Seen as part of the Mardi Gras Film Festival
When it comes to queer horror stories, it’s sad to say there aren’t as many as there probably should be. What ones there are either have queer subtext without actual gay characters (Hi Nightmare on Elm Street 2), are problematic as hell (Hi Sleepaway Camp) or actually feature gay characters in a gay storyline (Hi Hellbent). That last one is a lot rarer but can be interesting if done right. Enter The Retreat, a film that uses the horrors of homophobia to tell a story that works on occasion, but also really fumbles the great idea it has.
The Retreat follows Val (Sarah Allen) and Renee (Tommie-Amber Pirie), a young couple who are going on a trip to help Val’s friends prepare for their wedding. The trip in question is to a little cabin in the woods where nothing can possibly go wrong… except for everything. See, turns out this cabin is in an area full of what can best be described as “Violent homophobic murderers” who kidnap all the gay people who come to this cabin and film them being murdered. Val and Renee have to work together to overpower the homophobic assholes that’ve done them harm, in a glorious revenge tale that should be far more cathartic than it is.
What The Retreat does well is set up all the main characters, the ones we’re meant to care about. Val and Renee are just a pair of sweet and fun women who it’s almost impossible to dislike. They’re portrayed as capable enough that they can handle any problem (except using a modern coffee machine) so when the time comes for them to be in danger there’s this sense of hope that they’ll be able to take on the bad guys because they’ve proven themselves resourceful throughout the film.
The Retreat also has some genuinely great moments of tension, utilizing an effective score to create a tone that builds effectively in several key moments that allows the audience to feel the heart-stopping fear that the main pair of characters would be going through… which is good because it’s often very hard to see exactly what the main characters are going through.
So The Retreat is another of those films that has a large amount of the film take place at night and uses that to basically mean that a lot of scenes are shot in almost total darkness, meaning that there’s a large part of the film that’s effectively a black screen with some voice over. Sometimes this can be effective, but not when you’re trying to do a character piece that requires us to keep track of several main characters. It’s a little hard to really focus on just what Val is doing to try and escape which makes it a little hard to keep up sometimes with what’s going on… plus it’s just not great to look at, which is a shame because the location they have is really cool and could’ve made for some amazing shots even with low lighting.

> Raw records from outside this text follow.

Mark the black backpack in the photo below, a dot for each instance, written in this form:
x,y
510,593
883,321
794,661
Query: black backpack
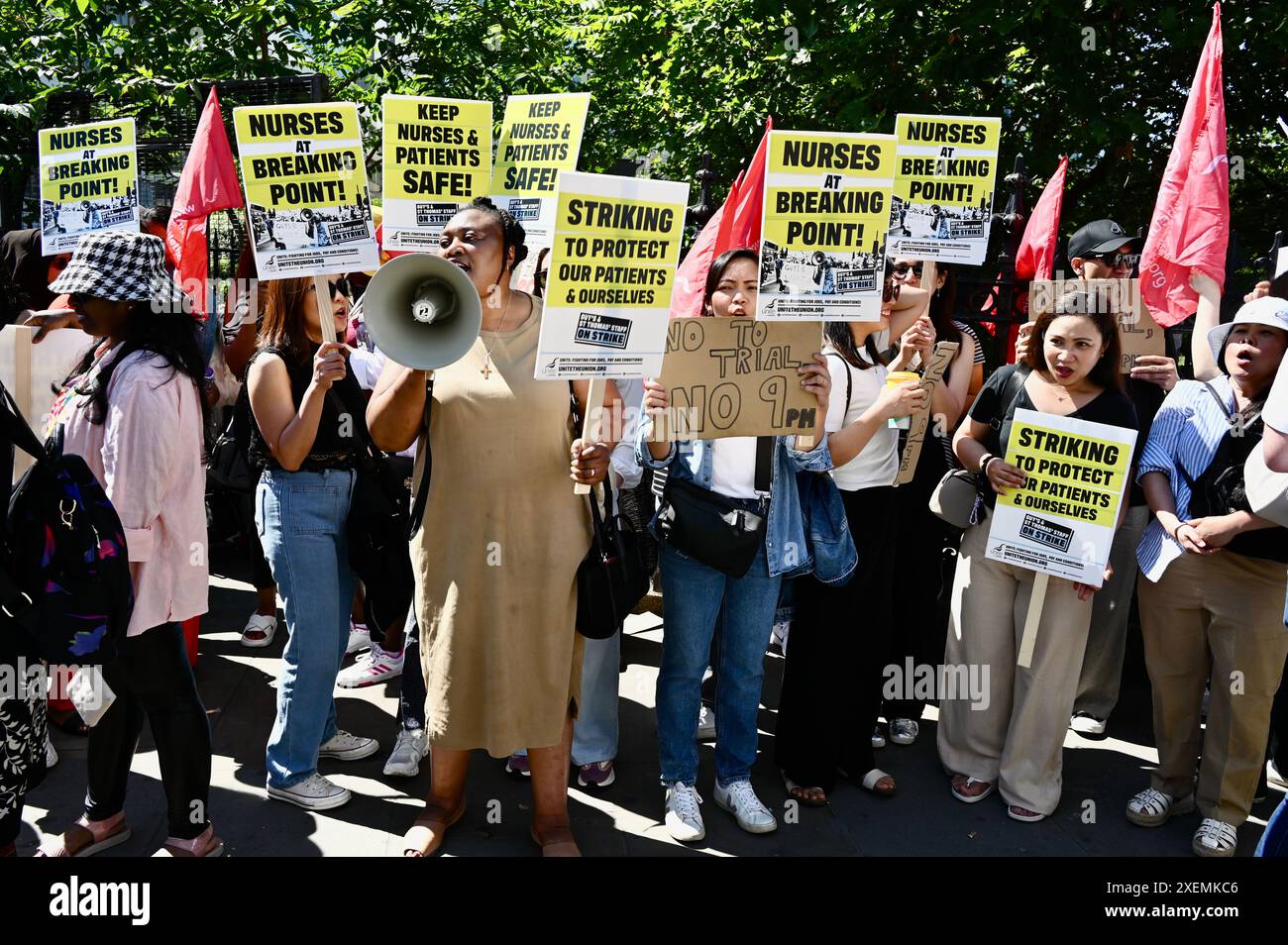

There’s also the fact that no one other than Val or Renee matter, which I’m certain you guessed by the fact those are the two names I used. There is another gay couple in The Retreat but they’re basically there in order for the exact reason you have larger casts in slasher horror films. There are also the villains who are so forgettable that the only one that kind of stands out is the one played by Aaron Ashmore, brother of the guy who played Lamplighter in The Boys, and he only stands out cos his face is recognisable. They’re villains who are there to make it clear that these are homophobia based attacks and that’s roughly it.
On paper, The Retreat doesn’t exactly have the worst idea for a film that I’ve seen in a while. Hell giving us a bigotry/revenge film is kind of fascinating on its own but the execution of the concept just doesn’t go as far as it should and the film just doesn’t look that good. It’s certainly interesting, it’s nice to see LGBT characters as part of the horror genre who aren’t the villain and actually stand up to fight but this just doesn’t quite hit the mark like it should.